Negotiation mistakes event planners must avoid
In a fast-paced Event industry, negotiation can be a much-needed skillset for event planners. Event profs need to negotiate their way from the event venue discussions to finalizing a keynote speaker.
All the discussions involve some form of negotiation and if done right can be a great way of planning a successful event.
There are times when you feel you could have negotiated that deal better or maybe it was far too stretched on the negotiation stage. We have all been there especially when it comes to planning an event there are various different scenarios where a tactical and well-routed negotiation discussion can help you get the best of services and sometimes land you on great deals.
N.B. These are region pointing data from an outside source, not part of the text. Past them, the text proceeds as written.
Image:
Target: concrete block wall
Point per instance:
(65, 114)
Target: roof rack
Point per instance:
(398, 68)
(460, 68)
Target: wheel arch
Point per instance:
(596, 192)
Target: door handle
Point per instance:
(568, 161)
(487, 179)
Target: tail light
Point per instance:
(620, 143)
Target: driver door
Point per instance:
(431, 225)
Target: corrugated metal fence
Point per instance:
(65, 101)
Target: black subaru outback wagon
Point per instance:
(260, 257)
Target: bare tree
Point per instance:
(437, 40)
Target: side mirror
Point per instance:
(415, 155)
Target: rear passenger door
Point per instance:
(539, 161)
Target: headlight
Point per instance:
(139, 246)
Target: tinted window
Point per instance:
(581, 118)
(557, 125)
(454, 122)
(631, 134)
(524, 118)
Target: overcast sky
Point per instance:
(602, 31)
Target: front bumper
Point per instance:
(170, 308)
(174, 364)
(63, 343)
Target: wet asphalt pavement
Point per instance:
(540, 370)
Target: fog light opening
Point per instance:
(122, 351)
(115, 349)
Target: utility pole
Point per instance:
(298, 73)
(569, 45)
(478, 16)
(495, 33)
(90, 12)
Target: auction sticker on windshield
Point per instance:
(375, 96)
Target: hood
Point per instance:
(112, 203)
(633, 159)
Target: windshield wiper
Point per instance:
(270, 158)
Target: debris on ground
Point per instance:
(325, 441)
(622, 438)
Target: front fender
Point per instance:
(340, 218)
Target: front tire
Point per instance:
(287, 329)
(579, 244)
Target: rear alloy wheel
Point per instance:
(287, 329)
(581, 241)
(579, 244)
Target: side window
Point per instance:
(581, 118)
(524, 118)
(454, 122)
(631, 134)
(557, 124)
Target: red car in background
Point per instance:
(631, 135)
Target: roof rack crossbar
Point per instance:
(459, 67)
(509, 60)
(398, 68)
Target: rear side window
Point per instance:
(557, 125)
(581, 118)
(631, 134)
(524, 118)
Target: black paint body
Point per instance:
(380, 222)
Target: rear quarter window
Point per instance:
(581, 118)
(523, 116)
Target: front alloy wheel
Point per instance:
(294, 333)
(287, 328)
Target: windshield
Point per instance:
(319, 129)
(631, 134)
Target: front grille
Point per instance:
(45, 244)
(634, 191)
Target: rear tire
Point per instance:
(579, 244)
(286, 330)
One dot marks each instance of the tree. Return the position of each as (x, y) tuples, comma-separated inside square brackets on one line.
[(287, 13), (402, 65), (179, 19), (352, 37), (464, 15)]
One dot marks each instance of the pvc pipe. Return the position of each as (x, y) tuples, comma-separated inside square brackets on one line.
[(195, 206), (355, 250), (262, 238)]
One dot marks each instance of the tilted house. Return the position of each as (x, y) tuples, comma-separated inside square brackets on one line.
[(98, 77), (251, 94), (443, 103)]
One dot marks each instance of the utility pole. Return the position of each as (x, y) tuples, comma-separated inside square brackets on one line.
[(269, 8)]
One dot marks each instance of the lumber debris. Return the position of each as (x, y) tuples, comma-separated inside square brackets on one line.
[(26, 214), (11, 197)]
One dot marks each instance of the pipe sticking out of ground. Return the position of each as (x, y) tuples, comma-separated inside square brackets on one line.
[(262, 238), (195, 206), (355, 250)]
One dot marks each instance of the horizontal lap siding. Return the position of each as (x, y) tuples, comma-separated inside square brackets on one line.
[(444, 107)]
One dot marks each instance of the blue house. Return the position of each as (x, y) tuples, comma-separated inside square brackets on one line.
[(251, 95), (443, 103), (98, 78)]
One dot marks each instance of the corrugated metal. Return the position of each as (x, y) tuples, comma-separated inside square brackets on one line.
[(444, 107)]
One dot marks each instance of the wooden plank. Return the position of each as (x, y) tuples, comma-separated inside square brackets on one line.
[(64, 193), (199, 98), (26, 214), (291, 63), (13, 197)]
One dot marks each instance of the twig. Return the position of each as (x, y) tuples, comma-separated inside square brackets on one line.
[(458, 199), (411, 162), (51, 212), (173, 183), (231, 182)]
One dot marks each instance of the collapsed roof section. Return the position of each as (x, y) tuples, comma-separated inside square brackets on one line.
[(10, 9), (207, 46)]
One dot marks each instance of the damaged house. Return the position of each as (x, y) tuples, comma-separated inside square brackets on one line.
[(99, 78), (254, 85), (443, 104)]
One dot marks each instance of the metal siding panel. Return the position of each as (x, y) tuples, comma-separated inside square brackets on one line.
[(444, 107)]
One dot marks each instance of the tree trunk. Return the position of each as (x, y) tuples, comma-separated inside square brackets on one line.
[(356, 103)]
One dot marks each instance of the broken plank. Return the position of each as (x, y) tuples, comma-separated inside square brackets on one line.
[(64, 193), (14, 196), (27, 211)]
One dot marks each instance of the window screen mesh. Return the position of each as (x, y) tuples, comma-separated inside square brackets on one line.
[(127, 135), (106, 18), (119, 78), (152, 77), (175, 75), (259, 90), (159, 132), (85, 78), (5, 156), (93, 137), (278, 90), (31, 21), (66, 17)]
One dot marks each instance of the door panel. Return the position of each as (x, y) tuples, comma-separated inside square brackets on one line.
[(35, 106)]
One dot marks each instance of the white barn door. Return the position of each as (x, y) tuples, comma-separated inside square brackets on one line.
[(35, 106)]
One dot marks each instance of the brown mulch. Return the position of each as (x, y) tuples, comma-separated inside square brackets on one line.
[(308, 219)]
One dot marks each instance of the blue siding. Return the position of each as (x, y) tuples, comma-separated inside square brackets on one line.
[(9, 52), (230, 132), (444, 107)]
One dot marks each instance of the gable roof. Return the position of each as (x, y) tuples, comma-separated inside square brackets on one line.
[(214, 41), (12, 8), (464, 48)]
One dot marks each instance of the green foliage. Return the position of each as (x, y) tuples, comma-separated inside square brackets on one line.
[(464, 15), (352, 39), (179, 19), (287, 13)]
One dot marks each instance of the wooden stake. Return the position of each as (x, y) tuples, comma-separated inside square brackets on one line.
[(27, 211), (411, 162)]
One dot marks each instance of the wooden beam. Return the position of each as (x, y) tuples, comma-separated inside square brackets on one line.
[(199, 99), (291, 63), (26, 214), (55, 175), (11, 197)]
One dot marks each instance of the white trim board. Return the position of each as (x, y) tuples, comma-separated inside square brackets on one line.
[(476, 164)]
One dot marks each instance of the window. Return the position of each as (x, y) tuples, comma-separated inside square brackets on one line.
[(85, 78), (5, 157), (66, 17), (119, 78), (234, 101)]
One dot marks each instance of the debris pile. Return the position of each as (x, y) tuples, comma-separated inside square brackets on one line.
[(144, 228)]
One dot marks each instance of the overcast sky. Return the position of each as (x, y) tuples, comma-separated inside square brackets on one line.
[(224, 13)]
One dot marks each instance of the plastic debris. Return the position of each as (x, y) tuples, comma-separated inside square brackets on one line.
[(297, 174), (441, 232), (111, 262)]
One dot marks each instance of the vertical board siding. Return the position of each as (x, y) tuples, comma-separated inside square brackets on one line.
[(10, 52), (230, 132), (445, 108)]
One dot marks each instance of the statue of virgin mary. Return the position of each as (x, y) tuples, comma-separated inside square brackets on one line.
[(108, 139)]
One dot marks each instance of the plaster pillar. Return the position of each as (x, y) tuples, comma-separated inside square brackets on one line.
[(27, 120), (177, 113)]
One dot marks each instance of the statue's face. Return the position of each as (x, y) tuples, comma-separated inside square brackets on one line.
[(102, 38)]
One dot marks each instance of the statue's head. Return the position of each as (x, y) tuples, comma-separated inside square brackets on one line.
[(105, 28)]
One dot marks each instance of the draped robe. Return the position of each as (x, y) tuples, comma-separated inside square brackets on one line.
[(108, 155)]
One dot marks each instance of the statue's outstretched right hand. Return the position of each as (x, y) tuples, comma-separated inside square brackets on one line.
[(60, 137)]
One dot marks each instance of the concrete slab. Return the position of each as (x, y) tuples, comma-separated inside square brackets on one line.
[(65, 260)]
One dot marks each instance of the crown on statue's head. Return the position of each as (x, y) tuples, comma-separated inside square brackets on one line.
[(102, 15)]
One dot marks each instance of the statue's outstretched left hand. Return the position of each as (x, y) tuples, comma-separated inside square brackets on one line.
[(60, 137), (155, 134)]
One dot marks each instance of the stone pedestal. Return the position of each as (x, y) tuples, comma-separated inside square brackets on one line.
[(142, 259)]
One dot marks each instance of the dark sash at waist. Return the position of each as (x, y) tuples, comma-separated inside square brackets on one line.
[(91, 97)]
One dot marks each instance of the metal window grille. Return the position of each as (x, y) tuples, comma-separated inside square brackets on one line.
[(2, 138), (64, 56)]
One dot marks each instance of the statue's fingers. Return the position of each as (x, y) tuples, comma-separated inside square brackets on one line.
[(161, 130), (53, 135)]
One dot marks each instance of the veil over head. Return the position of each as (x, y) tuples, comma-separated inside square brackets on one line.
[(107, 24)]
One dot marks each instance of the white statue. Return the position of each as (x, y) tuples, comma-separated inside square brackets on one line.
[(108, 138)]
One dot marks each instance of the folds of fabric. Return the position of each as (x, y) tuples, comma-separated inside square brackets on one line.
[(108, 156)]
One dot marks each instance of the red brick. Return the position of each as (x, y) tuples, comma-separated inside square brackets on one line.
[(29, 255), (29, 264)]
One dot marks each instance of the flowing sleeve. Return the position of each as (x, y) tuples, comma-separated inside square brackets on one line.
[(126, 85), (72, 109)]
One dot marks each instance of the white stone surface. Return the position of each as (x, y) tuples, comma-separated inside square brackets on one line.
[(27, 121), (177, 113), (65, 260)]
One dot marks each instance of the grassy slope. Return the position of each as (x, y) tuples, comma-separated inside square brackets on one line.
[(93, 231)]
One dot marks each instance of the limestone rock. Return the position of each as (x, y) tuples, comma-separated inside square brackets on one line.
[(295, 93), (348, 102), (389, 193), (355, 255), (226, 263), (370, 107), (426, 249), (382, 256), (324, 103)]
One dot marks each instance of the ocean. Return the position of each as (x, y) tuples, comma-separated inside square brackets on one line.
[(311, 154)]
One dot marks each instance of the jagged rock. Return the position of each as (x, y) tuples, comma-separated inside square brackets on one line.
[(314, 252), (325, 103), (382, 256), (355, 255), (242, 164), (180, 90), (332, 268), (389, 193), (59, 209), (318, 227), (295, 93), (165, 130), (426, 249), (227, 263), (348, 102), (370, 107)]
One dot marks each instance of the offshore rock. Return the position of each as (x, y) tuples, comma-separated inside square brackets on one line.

As a part of this people-driven industry, the skill to have a great negation dialogue is always an appreciated talent for event planners but sometimes we end up doing some really common mistakes.
These can be avoided with a simple mindful approach. Read ahead to know what are these mistakes and how to avoid them
Confusing negotiation with a bargain
“We often tend to negotiate the way we bargain!” Negotiation and bargain sound synonymous but they are two different techniques. While bargaining is the negotiation of price alone, negotiation includes much more than price. Sometimes, negotiation may even be free from price and it might add value in other ways. This value addition may be in the form of some extra service or future commitments or even the barter of offerings. In terms of negotiation within the organization, it may simply be about convincing superiors for a new idea or pushing subordinates one notch ahead. Great event organizers have an innate instinct to go out of the box in recognizing various ways of negotiation.
Lack of empathy
“If it’s one-way, it’s not negotiation!” This is a common mistake and can be avoided with a mindful approach, what differentiates negotiation from the bargain is the tactic used, where bargaining can be to be forceful, negotiation is empathetic. As a negotiator, we can’t be self-centered. A good negotiator looks for what he can give in response to what he’s getting.
This becomes more important in an industry like ours. Be it the company offering peanuts for planning the event or tight-fisted exhibitors, event planner needs to negotiate with almost every stakeholder. He needs to look for convincing measures to make the negotiation empathetic.
Intuition vs evidence
“Intuitions are good as long as they don’t empower evidence” Convincing measures are the key to negotiation. But how to find them? Instead of over-relying on intuitions, it’s better to do homework well before the negotiation. Thorough research is the core of negotiation. It not only gives confidence but also helps us create momentum. As Dr. Jim Hennig puts it, “Negotiation is like athletic contest; Momentum is paramount”. Wise negotiators take ample time to analyze several aspects of negotiation carefully.
BATNA (Best Alternative to a negotiated agreement), a term coined by Roger Fisher is common among negotiators.
While negotiating, we should try to estimate the other party’s BATNA. This will help us make more rational decisions. After all, negotiation is about getting the best out of the other party.
Either too much or too little
“Quick compromise or No compromise: Both are equally dangerous approaches to negotiation.” Negotiators in the event industry are usually of two types- Soft negotiators and hard negotiators.
While soft negotiators keep on underestimating the extent to which they can negotiate, the hard negotiators go beyond limits, often giving it an ugly end!
Great negotiators of the event industry save themselves from either of the extreme ends. Negotiation needs a balanced state of mind. A thing like negotiation may be challenging, even awkward at times. The best way is not to take negotiation as something personal. It’s a business skillset and needs to be implemented likewise. Respect for the other party and focus on seeking a solution is all you need in negotiation.
“Sometimes, the best way to negotiate is not to” It sounds strange but yes! sometimes, avoiding negotiation can help you make long term industry relations. Events are routine in the life of an event planner, so are event contracts. And the visionary event planners know that event contracts aren’t just confined to a single event. They focus more on professional connections beyond the current event.
Such connections come handy at times. Imagine a situation when your star speaker couldn’t appear at your event because of some unavoidable reasons. A bucket full of connections comes handy at times.
Negotiation is not a static subject, it’s evolving. In the cycle of event planning, every situation is different. And every new situation demands a different negotiation tactic. The way we negotiate with the event app developer might not match the negotiation with the venue owner.
It may also vary across various industries within the event industry. A good negotiator experiments and tries various options to find what suits him and his field the most.